Approximately 7.3% of residents in the Charleston area use public transportation on a regular basis. If 29 residents are randomly selected, what is the probability that exactly one of them use public transportation on a regular basis.Round your answer to at least three decimals

Answer 1

Given:

probability of success (p) = 7.3% or 0.073 in decimal form

sample size = 29

Find: the probability of x = 1 (uses public transportation on a regular basis)

Solution:

Based on the given information, the probability of success is only 7.3%. From this, we can infer that the probability of failure would be 92.7% or 0.927 in decimal form.
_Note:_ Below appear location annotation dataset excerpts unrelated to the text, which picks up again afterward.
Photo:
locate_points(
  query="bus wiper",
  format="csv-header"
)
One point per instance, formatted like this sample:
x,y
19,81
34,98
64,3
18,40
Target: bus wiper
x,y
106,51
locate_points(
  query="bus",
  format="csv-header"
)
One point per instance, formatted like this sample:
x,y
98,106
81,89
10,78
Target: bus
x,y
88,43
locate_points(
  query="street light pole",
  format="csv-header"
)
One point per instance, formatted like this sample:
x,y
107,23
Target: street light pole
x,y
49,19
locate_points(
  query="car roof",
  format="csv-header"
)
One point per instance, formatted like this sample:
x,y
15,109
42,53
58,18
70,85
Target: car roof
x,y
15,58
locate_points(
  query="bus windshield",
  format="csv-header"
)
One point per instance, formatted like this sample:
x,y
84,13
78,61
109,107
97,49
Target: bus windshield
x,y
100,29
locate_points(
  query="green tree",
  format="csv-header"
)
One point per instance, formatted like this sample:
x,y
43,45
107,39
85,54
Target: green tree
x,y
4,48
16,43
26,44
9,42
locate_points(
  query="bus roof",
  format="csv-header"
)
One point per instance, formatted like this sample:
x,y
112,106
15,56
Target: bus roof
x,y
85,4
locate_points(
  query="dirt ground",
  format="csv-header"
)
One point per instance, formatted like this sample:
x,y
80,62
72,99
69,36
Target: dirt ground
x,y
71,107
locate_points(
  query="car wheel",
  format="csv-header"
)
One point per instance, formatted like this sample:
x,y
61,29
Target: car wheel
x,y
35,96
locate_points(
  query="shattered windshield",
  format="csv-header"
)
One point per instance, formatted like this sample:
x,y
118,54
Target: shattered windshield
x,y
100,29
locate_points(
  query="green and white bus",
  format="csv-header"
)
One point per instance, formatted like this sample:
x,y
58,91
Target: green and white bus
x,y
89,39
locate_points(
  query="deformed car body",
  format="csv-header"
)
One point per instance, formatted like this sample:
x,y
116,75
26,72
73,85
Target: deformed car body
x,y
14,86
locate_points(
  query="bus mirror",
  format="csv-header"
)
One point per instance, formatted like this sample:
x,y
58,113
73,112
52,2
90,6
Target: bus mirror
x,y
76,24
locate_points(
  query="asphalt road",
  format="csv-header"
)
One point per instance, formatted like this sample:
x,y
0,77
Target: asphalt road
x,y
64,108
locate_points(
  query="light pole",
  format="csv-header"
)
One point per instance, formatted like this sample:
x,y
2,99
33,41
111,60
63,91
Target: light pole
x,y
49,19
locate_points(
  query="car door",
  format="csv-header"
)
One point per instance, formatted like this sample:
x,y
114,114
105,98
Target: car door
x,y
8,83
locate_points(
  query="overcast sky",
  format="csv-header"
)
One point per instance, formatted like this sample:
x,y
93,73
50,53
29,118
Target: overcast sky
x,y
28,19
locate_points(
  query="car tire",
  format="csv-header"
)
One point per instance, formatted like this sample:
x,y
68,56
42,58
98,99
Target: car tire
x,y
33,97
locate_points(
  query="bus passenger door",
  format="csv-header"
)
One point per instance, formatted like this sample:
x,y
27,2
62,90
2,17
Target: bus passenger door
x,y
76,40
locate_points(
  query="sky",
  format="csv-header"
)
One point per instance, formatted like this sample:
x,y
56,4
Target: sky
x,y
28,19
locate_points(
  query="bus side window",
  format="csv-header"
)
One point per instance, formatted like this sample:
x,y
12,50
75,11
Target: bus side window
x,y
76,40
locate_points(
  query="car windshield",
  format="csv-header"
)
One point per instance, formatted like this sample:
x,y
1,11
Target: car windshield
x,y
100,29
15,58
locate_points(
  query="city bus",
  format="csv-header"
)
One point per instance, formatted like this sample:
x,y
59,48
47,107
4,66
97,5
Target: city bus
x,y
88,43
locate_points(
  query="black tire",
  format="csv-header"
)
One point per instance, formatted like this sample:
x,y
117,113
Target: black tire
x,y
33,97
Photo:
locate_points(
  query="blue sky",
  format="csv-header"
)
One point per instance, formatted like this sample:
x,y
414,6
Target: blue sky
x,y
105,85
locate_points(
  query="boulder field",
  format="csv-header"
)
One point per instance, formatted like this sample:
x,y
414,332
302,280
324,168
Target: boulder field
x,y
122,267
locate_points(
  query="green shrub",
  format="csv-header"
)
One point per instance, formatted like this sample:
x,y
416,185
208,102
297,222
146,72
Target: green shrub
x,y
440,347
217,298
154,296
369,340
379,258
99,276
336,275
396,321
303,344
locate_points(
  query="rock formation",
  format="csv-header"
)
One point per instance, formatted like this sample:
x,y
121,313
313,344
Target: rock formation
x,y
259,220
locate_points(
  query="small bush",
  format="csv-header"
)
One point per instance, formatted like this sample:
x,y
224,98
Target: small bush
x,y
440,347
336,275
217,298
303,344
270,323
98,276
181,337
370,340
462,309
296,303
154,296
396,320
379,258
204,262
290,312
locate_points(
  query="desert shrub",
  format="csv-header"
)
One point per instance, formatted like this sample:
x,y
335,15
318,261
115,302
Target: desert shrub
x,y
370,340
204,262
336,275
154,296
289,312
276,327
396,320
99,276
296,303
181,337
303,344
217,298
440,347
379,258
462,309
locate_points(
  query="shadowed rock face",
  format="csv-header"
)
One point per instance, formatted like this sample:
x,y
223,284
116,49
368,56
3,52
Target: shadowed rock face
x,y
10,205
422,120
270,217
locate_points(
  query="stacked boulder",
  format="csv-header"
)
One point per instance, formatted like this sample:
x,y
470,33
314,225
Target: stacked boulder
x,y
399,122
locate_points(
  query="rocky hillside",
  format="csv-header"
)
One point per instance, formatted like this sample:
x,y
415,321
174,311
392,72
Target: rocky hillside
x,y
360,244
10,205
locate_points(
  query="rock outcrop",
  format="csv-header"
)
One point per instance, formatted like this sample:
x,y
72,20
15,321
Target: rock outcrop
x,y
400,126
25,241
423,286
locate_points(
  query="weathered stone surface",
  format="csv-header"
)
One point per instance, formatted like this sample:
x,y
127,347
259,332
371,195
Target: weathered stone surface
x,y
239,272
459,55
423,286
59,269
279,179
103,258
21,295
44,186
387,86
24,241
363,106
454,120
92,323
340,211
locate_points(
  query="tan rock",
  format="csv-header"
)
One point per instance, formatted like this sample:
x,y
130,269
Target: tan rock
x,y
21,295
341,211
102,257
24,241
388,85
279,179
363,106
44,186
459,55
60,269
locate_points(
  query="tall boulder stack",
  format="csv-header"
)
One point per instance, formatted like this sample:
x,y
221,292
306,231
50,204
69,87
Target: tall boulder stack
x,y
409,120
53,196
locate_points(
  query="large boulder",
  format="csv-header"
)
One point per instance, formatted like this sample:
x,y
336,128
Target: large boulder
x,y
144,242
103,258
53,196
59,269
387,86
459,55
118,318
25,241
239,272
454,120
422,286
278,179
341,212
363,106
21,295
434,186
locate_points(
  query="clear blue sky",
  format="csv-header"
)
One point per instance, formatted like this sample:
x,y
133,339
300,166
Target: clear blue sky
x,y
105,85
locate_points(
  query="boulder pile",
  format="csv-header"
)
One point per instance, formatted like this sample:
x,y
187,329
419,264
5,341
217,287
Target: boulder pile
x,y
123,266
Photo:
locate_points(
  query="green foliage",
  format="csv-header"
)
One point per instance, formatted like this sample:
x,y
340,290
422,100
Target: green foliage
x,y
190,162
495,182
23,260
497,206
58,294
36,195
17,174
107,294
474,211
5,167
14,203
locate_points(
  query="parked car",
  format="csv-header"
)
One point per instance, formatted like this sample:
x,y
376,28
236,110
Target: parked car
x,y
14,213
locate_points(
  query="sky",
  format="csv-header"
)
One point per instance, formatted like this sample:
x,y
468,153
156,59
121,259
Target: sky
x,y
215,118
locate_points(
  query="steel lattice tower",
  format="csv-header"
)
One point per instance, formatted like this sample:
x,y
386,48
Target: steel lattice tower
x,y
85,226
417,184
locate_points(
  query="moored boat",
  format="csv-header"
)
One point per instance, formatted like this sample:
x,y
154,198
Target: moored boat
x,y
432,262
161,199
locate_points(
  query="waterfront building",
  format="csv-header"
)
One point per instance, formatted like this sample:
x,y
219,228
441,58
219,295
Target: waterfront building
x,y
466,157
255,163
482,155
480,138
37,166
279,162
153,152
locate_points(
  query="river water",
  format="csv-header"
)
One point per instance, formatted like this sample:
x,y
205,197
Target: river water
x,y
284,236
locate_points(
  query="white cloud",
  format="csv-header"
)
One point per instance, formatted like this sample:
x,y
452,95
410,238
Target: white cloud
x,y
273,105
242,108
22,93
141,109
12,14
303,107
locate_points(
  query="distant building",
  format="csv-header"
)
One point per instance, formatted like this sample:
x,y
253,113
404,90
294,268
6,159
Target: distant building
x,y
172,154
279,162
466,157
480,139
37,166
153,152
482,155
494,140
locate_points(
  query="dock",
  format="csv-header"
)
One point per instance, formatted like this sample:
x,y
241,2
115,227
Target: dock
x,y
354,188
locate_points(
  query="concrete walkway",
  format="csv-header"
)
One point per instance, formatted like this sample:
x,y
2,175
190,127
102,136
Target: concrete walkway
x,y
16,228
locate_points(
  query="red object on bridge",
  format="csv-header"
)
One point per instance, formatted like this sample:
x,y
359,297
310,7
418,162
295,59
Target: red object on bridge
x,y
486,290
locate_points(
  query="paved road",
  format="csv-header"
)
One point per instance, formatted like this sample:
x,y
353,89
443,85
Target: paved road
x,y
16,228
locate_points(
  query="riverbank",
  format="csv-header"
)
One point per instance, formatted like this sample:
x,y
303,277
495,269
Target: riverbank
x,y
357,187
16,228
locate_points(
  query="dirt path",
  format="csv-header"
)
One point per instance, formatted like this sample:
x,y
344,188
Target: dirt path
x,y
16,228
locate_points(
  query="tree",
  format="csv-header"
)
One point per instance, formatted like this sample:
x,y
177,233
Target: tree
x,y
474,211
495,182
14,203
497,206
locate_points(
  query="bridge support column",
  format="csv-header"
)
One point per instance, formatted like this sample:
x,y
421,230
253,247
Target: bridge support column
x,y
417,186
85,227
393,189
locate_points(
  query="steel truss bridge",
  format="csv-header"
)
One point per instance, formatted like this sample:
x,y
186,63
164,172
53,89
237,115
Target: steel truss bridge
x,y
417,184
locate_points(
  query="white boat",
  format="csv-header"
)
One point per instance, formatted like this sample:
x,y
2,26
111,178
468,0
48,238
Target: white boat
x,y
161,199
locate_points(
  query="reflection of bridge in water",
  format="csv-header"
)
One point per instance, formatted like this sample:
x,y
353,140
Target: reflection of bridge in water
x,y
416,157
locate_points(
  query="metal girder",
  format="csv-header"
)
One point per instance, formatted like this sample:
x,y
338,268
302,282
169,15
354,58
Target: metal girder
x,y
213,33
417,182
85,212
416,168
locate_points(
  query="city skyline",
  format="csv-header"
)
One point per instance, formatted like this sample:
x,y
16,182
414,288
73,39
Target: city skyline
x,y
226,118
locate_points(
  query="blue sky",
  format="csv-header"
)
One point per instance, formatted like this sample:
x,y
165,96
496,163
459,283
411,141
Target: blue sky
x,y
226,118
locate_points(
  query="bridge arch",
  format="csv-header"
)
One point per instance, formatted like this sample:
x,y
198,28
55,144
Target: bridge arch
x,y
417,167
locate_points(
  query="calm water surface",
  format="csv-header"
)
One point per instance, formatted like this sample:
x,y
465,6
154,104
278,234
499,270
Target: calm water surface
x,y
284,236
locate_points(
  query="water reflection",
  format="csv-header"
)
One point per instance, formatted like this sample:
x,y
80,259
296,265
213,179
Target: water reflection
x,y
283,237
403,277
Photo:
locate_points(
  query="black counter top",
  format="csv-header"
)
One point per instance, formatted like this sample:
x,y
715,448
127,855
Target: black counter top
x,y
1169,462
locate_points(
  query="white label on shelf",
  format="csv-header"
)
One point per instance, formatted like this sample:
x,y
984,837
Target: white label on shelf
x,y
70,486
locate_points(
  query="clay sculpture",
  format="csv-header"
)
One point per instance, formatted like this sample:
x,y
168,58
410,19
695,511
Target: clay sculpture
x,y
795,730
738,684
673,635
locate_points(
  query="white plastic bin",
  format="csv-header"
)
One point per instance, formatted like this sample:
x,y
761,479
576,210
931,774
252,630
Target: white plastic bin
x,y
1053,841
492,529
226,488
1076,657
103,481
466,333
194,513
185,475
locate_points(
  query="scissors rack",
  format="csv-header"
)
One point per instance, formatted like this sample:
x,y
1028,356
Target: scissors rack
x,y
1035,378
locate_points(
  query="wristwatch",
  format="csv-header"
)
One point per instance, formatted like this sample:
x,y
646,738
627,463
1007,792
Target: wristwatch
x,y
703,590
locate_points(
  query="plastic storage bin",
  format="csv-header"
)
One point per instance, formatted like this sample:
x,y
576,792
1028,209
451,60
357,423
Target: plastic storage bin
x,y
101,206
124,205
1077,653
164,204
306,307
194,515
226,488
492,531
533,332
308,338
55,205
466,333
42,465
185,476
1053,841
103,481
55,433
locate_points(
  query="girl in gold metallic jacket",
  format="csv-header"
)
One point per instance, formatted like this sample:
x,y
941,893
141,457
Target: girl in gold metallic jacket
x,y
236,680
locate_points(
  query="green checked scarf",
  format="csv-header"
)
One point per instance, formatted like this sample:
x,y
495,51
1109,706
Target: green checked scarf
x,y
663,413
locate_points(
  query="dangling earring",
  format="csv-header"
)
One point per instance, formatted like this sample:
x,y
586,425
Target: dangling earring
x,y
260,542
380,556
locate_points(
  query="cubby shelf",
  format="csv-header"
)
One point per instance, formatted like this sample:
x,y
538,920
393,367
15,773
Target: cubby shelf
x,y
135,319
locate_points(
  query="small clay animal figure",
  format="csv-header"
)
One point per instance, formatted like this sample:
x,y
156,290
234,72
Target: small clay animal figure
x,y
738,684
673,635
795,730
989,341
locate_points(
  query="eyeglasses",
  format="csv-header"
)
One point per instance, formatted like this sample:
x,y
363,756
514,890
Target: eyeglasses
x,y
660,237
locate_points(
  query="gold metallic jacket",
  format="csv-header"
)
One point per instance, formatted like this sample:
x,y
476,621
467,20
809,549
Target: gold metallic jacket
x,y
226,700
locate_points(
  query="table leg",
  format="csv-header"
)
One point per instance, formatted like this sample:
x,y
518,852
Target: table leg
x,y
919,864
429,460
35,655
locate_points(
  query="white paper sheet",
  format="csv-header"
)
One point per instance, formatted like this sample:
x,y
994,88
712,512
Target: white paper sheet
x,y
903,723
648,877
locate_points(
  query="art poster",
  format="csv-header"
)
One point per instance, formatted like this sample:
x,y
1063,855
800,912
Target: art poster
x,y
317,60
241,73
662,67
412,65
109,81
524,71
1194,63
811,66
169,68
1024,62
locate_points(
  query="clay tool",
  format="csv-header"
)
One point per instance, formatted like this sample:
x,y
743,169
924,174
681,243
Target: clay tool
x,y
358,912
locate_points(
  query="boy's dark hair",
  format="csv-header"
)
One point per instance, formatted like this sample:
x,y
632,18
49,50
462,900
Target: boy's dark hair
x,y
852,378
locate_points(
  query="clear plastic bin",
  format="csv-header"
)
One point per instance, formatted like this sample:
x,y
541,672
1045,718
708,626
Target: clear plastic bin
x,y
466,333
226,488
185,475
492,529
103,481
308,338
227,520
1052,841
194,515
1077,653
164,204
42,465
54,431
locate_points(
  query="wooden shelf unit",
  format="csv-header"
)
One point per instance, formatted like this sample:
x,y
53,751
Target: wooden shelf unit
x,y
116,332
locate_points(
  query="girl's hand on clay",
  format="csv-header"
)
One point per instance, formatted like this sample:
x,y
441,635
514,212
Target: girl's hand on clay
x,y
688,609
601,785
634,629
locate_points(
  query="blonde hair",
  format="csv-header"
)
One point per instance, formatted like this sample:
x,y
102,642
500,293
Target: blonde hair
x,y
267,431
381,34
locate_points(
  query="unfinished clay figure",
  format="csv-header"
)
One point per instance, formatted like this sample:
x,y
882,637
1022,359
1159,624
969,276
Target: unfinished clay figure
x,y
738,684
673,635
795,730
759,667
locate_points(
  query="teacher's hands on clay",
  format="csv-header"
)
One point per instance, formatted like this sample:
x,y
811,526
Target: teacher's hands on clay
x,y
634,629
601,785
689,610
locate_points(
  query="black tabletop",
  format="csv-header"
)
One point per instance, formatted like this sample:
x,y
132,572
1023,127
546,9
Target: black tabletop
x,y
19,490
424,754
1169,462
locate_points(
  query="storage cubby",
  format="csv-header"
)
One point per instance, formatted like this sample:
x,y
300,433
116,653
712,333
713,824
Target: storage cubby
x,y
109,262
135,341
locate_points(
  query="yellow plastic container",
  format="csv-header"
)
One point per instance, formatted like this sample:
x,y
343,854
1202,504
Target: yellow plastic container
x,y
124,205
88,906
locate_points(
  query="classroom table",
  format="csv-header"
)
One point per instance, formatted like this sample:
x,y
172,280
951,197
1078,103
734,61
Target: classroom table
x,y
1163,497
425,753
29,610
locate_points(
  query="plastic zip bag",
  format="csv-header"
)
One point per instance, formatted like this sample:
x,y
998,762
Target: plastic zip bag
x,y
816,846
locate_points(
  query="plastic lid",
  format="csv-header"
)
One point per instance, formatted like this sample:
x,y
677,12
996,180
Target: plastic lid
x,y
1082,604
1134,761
`100\%-7.3\%=92.7\%=0.927`

Since there are only two possible outcomes here, uses public transportation (success) and not using public transportation (failure), we are dealing with binomial probability.

The formula for this is:

`P(x=1)=_nC_x* p^x* q^(n-x)`

where n = sample size, x = the number of success, p = success probability, and q = failure probability.

In the word problem, n = 29, x = 1, p = 0.073, and q = 0.927. Let's plug this into the formula above.

`P(x=1)=_(29)C_1*0.073^1*0.927^(28)`

Then, solve.

`\begin{gathered} P(x=1)=29*0.073*0.1197381534 \\ P(x=1)=0.2534857 \\ P(x=1)\approx0.253 \end{gathered}`

Answer:

The probability that exactly one of them uses public transportation on a regular basis is approximately 0.253.